There goes the neighborhood.
Power to the people.
All my best,
From: Scott Cameron
Sent: Friday, June 10, 2016 10:06 PM
To: Steve Fillmore
Subject: Re: Continuing the conversation
I’m fine with it in principal, unless I’m the whipping-boy for a “progressive” development group set on evicting the “residential conservatives” whom actually have the most to lose. It seems with Ridge Flat’s that a good number of people feel this is the time to set East Falls on it’s ear and import change for change sake… (Ed note: Ridge Flats comments edited for brevity)
You have to be a property owner to realize just how special a community East Falls is. Only we have to contend with people who frankly are here for an hour, but want every conceivable amenity while they’re residing here.
The same people who now live in East Falls and who are the most vocal about “progressive” change will also be the first group of people who leave East Falls for the leafy suburbs as soon as they’ve destroyed their own back yard…
What do you think — does Scott have a point in his emails? Do homeowners in big houses have more right to control development in the area? Is a McMichael playground the beginning of the end for this neighborhood’s character? For East Falls in general?
In case it matters, a little comparison between Scott and us:
Scott lives on Netherfield Road (since 2013) very close to McMichael Park, on a shaded, winding road with large, single-family homes on green plots — many over half an acre. When we swung by recently to grab some photos of the area, we were hard-pressed to find a good survey angle because so many of the houses here are obscured behind walls and landscaping. (Buried utility lines here, too, swaaaaanky!)
On the other side of town, Steve and I have a mortgage on a one-bedroom unit with den/office in Gypsy Lane Condos, off Schoolhouse Lane. PhillyU’s Ravenhill campus is right across the street, and Wissahickon trails pick up down the hill.

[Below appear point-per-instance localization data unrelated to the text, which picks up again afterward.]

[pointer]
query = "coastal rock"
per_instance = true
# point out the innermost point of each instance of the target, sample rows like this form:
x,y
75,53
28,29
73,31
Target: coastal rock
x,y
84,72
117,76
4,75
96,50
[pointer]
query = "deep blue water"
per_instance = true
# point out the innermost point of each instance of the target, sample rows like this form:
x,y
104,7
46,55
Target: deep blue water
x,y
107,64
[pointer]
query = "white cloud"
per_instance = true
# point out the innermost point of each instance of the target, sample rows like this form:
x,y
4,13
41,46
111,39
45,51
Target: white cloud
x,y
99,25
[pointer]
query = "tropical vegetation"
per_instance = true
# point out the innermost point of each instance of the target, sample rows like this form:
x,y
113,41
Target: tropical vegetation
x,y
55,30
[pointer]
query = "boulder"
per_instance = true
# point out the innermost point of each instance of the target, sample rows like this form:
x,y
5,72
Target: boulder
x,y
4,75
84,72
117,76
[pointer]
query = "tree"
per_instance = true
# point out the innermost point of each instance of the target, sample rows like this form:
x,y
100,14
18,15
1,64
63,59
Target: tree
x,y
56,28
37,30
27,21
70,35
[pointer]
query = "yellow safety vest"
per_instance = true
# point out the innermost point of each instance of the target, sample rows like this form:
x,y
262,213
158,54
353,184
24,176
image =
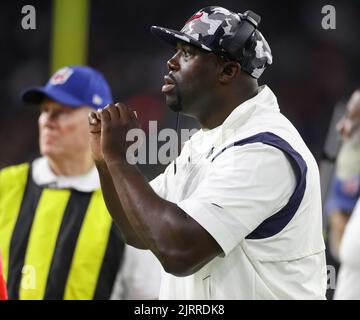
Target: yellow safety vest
x,y
55,243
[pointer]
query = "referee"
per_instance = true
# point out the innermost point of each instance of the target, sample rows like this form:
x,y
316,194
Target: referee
x,y
56,236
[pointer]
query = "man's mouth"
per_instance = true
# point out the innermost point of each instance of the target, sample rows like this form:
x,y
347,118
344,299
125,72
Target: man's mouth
x,y
168,85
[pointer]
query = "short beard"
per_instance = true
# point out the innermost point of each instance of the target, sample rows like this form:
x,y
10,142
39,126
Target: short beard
x,y
176,105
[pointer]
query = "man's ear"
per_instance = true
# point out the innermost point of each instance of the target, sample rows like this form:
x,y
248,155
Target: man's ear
x,y
229,71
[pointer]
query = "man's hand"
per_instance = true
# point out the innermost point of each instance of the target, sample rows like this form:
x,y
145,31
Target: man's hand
x,y
116,121
350,122
95,136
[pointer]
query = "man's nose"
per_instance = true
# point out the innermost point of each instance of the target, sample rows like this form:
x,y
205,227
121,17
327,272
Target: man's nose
x,y
173,63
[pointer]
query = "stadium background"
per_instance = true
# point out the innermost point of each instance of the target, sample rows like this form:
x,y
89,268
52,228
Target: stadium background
x,y
313,68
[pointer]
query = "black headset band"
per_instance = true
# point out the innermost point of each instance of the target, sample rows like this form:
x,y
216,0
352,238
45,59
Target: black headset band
x,y
234,45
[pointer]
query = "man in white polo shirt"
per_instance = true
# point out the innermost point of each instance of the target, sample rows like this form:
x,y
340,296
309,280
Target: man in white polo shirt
x,y
238,216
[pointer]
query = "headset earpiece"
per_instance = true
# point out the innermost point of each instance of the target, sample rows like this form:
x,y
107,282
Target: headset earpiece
x,y
234,45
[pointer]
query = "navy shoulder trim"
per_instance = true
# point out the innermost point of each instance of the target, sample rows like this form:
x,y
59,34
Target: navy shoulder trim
x,y
279,220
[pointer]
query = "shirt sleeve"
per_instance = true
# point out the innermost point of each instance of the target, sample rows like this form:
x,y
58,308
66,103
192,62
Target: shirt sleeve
x,y
139,276
243,187
159,184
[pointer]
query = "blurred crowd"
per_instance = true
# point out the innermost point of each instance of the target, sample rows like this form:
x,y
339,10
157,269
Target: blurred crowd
x,y
313,68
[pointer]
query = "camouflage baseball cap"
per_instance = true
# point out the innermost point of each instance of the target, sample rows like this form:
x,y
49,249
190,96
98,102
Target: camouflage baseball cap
x,y
215,29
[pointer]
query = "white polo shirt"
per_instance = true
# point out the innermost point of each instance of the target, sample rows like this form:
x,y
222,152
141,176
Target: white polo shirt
x,y
254,186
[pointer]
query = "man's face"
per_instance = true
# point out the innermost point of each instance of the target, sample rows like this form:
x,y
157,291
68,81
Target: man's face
x,y
191,80
63,130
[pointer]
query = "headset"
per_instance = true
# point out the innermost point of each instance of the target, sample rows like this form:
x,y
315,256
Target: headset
x,y
236,44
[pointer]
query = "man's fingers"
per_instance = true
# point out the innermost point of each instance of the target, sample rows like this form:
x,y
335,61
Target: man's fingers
x,y
114,113
104,115
93,120
123,111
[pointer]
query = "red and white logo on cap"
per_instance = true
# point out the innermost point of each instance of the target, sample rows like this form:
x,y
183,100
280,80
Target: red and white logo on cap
x,y
61,76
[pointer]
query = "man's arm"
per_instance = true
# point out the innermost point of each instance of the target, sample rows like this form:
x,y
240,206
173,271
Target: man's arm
x,y
109,193
179,242
114,207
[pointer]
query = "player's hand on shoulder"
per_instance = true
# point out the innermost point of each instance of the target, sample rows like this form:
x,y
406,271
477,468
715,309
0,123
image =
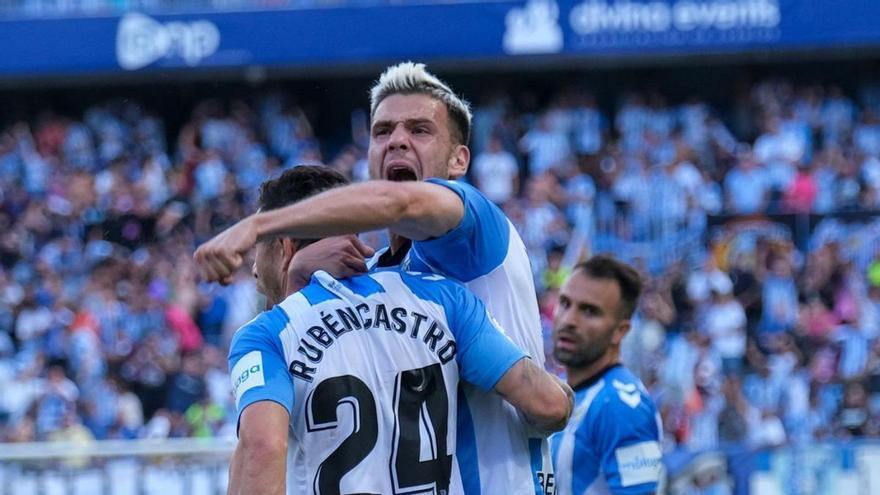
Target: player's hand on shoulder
x,y
219,258
340,256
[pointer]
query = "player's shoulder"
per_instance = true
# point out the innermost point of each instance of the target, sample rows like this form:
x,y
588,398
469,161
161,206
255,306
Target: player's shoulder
x,y
261,332
467,192
432,286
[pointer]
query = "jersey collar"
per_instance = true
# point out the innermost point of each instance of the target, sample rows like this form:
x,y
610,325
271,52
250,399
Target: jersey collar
x,y
589,382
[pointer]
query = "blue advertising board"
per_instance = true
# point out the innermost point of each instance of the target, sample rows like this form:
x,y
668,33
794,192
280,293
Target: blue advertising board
x,y
469,31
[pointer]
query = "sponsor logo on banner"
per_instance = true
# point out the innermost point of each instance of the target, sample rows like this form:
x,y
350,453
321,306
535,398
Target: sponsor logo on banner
x,y
142,40
630,23
533,28
598,16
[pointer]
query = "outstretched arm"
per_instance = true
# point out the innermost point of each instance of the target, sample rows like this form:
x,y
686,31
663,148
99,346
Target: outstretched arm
x,y
260,460
543,399
415,210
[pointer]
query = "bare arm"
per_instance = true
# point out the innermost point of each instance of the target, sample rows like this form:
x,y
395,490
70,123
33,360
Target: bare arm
x,y
259,464
545,401
415,210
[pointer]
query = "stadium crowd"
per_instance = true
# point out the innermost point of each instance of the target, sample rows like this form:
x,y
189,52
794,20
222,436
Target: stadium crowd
x,y
757,339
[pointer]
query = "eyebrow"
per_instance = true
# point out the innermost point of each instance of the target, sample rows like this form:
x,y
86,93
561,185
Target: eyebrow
x,y
407,122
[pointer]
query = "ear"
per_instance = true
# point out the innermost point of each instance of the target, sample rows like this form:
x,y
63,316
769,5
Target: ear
x,y
459,161
288,249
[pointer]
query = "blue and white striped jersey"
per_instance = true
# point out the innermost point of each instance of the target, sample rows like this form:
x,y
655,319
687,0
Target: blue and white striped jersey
x,y
369,370
498,451
612,442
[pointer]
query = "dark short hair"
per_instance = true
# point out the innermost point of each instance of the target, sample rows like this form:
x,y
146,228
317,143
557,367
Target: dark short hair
x,y
629,281
297,184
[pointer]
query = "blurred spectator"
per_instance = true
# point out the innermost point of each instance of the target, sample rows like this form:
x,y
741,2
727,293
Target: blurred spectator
x,y
496,172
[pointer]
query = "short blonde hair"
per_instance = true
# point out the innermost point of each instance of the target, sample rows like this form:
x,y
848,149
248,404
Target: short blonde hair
x,y
412,78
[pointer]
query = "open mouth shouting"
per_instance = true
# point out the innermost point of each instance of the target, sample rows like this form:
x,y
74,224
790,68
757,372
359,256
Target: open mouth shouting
x,y
400,172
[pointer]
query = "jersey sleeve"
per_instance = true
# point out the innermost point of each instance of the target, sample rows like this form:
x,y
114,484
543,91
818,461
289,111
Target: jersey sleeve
x,y
476,246
258,370
484,353
627,440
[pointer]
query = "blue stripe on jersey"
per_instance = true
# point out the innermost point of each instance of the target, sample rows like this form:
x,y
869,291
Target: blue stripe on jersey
x,y
537,462
466,448
315,294
476,336
364,286
472,249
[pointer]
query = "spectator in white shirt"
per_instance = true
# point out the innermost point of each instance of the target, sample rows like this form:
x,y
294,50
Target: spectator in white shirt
x,y
545,147
496,172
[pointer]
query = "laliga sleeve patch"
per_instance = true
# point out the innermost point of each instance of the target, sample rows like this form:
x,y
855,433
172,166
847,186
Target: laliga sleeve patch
x,y
639,463
247,374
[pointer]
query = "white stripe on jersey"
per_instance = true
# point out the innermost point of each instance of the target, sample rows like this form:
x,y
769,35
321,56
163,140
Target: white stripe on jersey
x,y
564,463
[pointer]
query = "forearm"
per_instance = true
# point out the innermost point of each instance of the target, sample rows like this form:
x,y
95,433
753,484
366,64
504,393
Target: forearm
x,y
414,210
250,472
546,402
259,464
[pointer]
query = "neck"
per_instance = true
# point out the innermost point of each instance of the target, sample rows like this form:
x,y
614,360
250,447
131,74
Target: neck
x,y
396,242
577,376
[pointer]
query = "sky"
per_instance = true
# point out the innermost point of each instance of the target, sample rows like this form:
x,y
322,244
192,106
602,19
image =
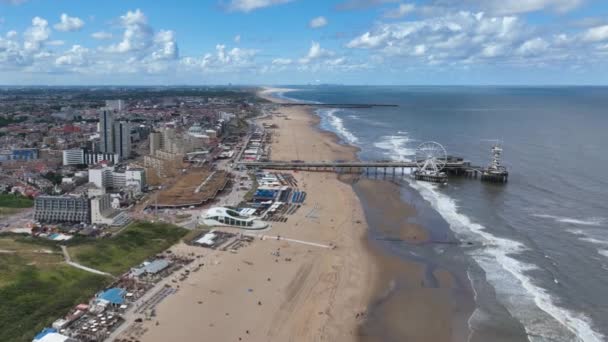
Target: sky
x,y
269,42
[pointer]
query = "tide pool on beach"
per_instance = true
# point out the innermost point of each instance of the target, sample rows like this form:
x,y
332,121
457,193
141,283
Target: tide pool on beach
x,y
537,255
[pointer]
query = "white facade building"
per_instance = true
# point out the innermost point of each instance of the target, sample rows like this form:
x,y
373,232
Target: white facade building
x,y
220,216
117,105
73,157
102,212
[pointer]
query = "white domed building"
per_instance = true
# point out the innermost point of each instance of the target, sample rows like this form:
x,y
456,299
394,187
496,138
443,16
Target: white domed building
x,y
220,216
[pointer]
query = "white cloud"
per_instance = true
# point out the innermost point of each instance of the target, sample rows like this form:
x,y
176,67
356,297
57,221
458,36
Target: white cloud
x,y
315,52
370,40
451,37
14,2
282,61
165,40
362,4
533,47
596,34
317,22
507,7
138,35
224,60
101,35
75,57
37,34
401,11
69,24
251,5
55,42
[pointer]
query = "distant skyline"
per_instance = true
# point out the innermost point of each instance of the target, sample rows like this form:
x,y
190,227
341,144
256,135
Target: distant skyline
x,y
376,42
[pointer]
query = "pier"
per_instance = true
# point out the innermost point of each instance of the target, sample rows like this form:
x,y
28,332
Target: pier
x,y
431,164
338,105
455,167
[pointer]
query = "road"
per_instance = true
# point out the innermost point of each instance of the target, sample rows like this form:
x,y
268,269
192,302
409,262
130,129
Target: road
x,y
68,260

A nice little spot, perfect for us.
Do we count as property owners, I wonder? Where, exactly, is the line between “neighbor” and “squatter” in East Falls?
We don’t usually print straight-up editorial pieces (we favor “editorial posts” with links and/or images that can inform or enlighten our readers). We’re sharing Scott’s emails because they shed light, we feel, on the 800 lb gorilla at the heart of the McMichael debate: there’s a hell of a lot of entitlement in East Falls, people. And shocking distrust of fellow neighbors.

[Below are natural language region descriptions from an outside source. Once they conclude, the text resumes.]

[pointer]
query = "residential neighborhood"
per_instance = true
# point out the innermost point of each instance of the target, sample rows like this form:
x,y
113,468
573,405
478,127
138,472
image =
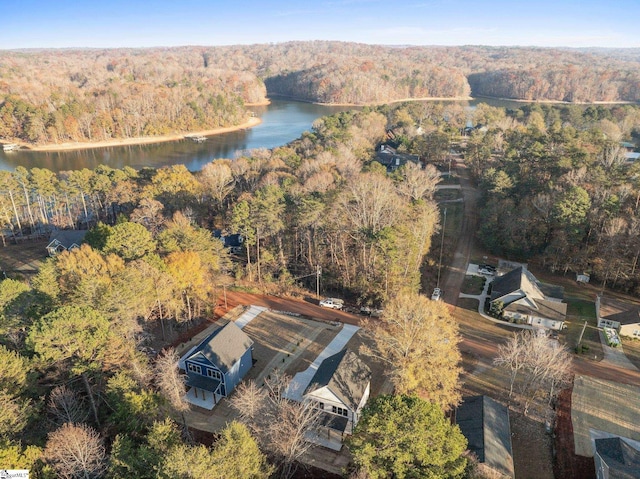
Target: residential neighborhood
x,y
388,295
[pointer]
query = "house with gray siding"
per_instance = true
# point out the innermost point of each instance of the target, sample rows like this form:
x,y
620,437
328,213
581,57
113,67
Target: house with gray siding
x,y
525,300
216,365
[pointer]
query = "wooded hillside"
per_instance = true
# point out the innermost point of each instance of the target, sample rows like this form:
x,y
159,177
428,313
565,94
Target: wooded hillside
x,y
54,96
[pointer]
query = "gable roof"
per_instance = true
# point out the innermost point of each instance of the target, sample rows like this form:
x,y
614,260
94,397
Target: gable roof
x,y
485,424
346,376
66,238
546,309
623,459
224,347
514,280
618,310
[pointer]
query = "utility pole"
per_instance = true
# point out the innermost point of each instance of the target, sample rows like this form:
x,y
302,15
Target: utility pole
x,y
224,289
581,333
444,224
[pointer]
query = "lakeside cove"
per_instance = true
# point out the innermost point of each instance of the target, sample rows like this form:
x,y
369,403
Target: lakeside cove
x,y
274,124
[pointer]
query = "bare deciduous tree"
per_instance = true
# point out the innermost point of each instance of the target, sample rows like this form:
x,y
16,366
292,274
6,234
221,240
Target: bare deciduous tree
x,y
282,426
538,365
66,407
170,381
76,451
419,183
418,339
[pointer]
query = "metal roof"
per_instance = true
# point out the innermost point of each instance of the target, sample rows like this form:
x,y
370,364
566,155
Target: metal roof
x,y
345,375
485,424
224,347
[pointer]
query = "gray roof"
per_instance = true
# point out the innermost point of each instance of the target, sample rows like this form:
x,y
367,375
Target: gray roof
x,y
622,459
521,279
546,309
224,347
485,424
515,280
345,375
620,311
68,237
202,382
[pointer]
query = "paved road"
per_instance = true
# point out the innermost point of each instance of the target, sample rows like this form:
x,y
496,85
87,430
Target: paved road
x,y
484,345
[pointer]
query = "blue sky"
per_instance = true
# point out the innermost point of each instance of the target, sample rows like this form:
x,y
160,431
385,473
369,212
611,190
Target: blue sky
x,y
136,23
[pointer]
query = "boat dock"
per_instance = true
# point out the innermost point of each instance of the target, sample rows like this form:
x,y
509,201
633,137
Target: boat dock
x,y
196,138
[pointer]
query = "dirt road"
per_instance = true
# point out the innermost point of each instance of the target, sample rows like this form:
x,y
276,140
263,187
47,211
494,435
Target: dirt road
x,y
306,308
454,273
482,340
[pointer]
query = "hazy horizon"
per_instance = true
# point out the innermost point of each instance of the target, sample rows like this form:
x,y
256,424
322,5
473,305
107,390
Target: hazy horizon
x,y
35,24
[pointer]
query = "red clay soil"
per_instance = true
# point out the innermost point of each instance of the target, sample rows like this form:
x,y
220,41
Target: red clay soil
x,y
308,308
305,308
566,464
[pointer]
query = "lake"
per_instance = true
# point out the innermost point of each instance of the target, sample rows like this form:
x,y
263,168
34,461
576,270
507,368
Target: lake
x,y
282,121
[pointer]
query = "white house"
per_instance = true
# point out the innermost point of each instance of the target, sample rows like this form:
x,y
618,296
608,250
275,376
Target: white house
x,y
620,315
340,388
65,240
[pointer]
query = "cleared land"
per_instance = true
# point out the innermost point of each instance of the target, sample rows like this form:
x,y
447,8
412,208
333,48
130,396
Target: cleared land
x,y
605,406
289,344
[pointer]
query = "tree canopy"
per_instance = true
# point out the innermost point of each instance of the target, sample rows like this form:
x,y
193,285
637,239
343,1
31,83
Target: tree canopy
x,y
406,437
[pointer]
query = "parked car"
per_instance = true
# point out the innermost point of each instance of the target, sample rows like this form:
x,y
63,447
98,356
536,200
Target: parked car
x,y
333,303
437,294
486,269
368,311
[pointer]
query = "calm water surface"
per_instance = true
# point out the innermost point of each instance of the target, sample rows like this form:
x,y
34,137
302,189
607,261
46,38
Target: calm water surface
x,y
282,121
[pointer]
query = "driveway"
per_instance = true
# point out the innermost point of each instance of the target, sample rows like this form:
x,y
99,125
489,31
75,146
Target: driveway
x,y
615,356
301,380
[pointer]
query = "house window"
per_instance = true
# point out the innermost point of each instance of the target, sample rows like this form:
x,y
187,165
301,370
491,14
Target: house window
x,y
341,411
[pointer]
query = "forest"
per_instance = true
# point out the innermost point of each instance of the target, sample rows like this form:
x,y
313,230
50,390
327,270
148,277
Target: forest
x,y
73,369
557,189
56,96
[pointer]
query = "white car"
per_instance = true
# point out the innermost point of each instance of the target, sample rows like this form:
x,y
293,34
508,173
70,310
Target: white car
x,y
333,303
369,311
437,294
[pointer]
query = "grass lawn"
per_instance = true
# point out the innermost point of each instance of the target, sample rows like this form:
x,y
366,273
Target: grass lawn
x,y
631,349
473,284
468,304
578,311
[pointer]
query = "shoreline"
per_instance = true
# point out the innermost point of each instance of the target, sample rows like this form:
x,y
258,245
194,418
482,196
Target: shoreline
x,y
460,98
143,140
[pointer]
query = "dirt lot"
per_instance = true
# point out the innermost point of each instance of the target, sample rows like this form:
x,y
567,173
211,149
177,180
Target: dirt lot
x,y
24,258
289,344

Maybe it’s time we called each other out on it? Get it out of our system?
Cause at the end of this month, tempers will need to be checked or all Hell’s gonna break loose at the Open Forum on McMichael’s playground. Last time the community discussed this topic, there was such angry backlash many from the original effort have told us they’re “still a little scarred.”

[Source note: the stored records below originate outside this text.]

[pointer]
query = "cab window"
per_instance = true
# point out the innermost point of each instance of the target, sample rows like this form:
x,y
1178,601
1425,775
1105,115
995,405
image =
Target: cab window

Not this time, ok? Let’s have a real conversation, and listen to each other with open minds and trust that, chances are, your neighbors are good people trying to help the community. Camera’s will be rolling, Curtis Jones and the Commissioner from Phila Parks & Rec will be there.
Hopefully, we’ll all present well, and give local leadership a lot to think about when considering support for the proposed natural play space.
PS/FYI: Scott Cameron is a neat dude — a “Luminist” painter, who shows a lot of work in New England art galleries, and was featured in June 2006’s American Art Collector. He also apparently has some city planning experience too, and no doubt could add a lot to local conversations on growth and development. Too bad he’s not interested in persuading us, or sharing what he knows.
Today’s audiences seek open conversation. We want to engage and collaborate. Challenging someone’s viewpoints isn’t an act of war — it’s an opportunity to rethink our positions, and learn together. Here’s hoping Scott comes around to appreciating not just his neighborhood, but his neighbors.
(Even the ones who openly criticize him online — we snark cause we love!)
WARNING! Sometimes after considering all sides of a situation, you find that you’re on the wrong side, or that some of the people on your side are idiots or maniacs or both. RELAX! Being a yucky neighbor is totally reversible. Changing your mind is not a sign of weakness, but growth. So is trust. We’ll soon have a chance to demonstrate this really is a New East Falls.